Tak Sekadar Ikut-Ikutan, Atas Dasar Solidaritas K-Popers Berani Tolak Omnibus Law

| 09 Oct 2020 20:05
Tak Sekadar Ikut-Ikutan, Atas Dasar Solidaritas K-Popers Berani Tolak Omnibus Law
Foto: Instagram/infojktku

ERA.id - Fan K-Pop atau yang kerap disebut K-Popers di Indonesia ikut menyuarakan aspirasi penolakan terhadap pengesahan Omnibus Law UU Cipta Kerja oleh DPR RI pada Senin (5/10/2020).

Beberapa tagar seperti #MosiTidakPercaya, #GagalkanOmnibusLaw, #JegalSampaiGagal #JEGALSAMPAIBATAL, #DPRRIKhianatiRakyat, turut mereka serukan di Twitter agar menjadi trending karena diuggah oleh K-Popers.

Salah satu penggemar BTS atau yang disebut sebagai ARMY, Filla Alifah mengungkap tujuan aksi K-Popers secara lantang menolak UU Cipta Kerja di media sosial. Gerakan mereka yang begitu militan juga langsung terasa dampaknya.

Biasanya para penggemar K-pop kerap mengunggah grup-grup idol K-Pop seperti BTS, EXO, hingga BLACKPINK. Namun, di tengah fenomena UU kontroversial, konten K-Popers di media sosial kebanyakan tentang Omnibus Law.

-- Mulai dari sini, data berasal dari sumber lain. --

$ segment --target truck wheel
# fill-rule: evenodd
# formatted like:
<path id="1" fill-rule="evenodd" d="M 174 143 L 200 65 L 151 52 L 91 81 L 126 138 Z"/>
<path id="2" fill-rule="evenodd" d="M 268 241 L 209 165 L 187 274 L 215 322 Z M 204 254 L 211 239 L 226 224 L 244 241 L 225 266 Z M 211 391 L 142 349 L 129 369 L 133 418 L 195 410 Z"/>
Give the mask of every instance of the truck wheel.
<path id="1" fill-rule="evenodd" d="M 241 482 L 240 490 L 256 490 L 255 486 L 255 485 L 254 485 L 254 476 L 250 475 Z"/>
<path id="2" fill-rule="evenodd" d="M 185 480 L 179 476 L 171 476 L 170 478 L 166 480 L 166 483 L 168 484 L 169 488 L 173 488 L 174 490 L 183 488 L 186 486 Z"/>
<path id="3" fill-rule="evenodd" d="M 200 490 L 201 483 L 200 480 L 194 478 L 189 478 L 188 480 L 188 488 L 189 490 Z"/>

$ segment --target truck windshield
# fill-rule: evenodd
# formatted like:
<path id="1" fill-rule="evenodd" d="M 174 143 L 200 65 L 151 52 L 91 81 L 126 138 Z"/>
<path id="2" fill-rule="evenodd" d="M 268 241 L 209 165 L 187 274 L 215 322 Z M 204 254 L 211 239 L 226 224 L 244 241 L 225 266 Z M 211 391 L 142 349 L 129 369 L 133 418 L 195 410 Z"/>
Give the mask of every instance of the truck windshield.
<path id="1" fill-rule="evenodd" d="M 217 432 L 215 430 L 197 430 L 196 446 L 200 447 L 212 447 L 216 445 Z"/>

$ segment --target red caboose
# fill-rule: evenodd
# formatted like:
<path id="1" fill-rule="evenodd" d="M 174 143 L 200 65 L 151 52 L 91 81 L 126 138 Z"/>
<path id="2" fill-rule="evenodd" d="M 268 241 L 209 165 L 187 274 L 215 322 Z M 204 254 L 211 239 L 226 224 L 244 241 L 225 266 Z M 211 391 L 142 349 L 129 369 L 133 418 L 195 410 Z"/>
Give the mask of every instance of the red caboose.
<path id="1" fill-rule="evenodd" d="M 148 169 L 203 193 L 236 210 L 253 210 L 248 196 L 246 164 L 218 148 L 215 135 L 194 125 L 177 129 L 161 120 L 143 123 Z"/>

"Saya menyukai grup idol k-pop, BTS BLACKPINK ada banyak. Tapi baru-baru ini yang banyak diunggah (video) terkait Omnibus Law, penolakan, dan pembakaran. Mereka biasanya upload di media sosial diedit-edit lebih menarik," ungkapnya melalui rangka diskusi "Demo Pelajar - Ikut Tolak Omnibus Law, Ruang Edukasi Sempit, Ruang Reaksi Begitu Cepat" via Zoom pada Jumat (9/10/2020).

Filla Alifah mengaku di balik keberanian K-popers, juga ada yang ajakan ikut demo melalui video. Filla sendiri tidak ikut terjun ke lapangan. Kebanyakan para K-Popers menyuarakan penolakan Omnibus Law lewat media sosial saja.

"Mereka butuh kreativitas, berekspresi makanya mereka banyak yang join ke RP (grup K-Pop) untuk berkreasi. Belum lagi ajakan demo ada 2 juta postingan. Kebanyakan mereka bersuara di media sosial saja di Instagram dan Twitter," tuturnya.

Mengamati pergerakkan K-popers, Jasra Putra, Komisioner KPAI mengatakan sebaiknya pengguna media sosial harus lebih cermat. Terkait hastag viral seperti #MosiTidakPercaya, Jasra menyarankan bahwa kita harus tahu apakah itu dari remaja atau dewasa. Sebab, Omnibus law ini mengundang pro dan kontra. Di mana pelajar juga boleh ikut menyuarakan suara penolakan demo omnibus law.

"Beberapa kita cermati banyak ajakan turun ke jalan di media sosial. Video-video viral ini tentu berkembang dan memicu emosi anak. Contoh video mahasiswa robohkan pagar," tutur Jasra.

"Lalu, kedua mosi tidak percaya. Apkah ini pendapat suara anak atau narasi luar biasa. Tentu ini mengundang pro kontra terkait undang-undang. Setiap anak ada hak dalam menyuarakan politik. Tapi pelajar harus mendapatkan informasi secara utuh," tambahnya.

(Capture Twitter)

Ketua Umum Ikatan Pelajar Muhammadiyah, Muhammad Hafiz merasa jika remaja dan anak muda zaman sekarang memiliki jiwa sosial yang sangat tinggi.

"Anak muda remaja dibilang apatis sama orangtua, padahal sekarang mereka luar biasa dengan langkah sosial yang tinggi. Inilah pemerintah kasih edukasi yang benar, dan saya kira pelajar sekarang bergerak," jelas Hafiz.

Hafiz merasa memang ada yang melakukan demo hanya ikut-ikutan saja. Meski begitu, mereka yang ikut terjun demo memiliki rasa empati sehingga terbentuklah sebuah solidaritas.

"Kalau saya liat fenomena ketika saya ke KPK terjun dengan teman-teman lain. Emang apa yg kalian suarakan? ternyata tidak paham, dan bilang 'kesian kakak-kakak dipukulin," katanya

"Nah dari situ ada solidaritas. Ada perubbahan politik yang perlu kita ketahui, dimana pelajar bisa menyuarakan. Nah, itu belum dikabulkan oleh pemerintahan, kebanyakan bilang ah kamu masih sekolah tahu apa sih. ternyata itu mendikte dan pendidikan dan dialog yg kurang," tambahnya.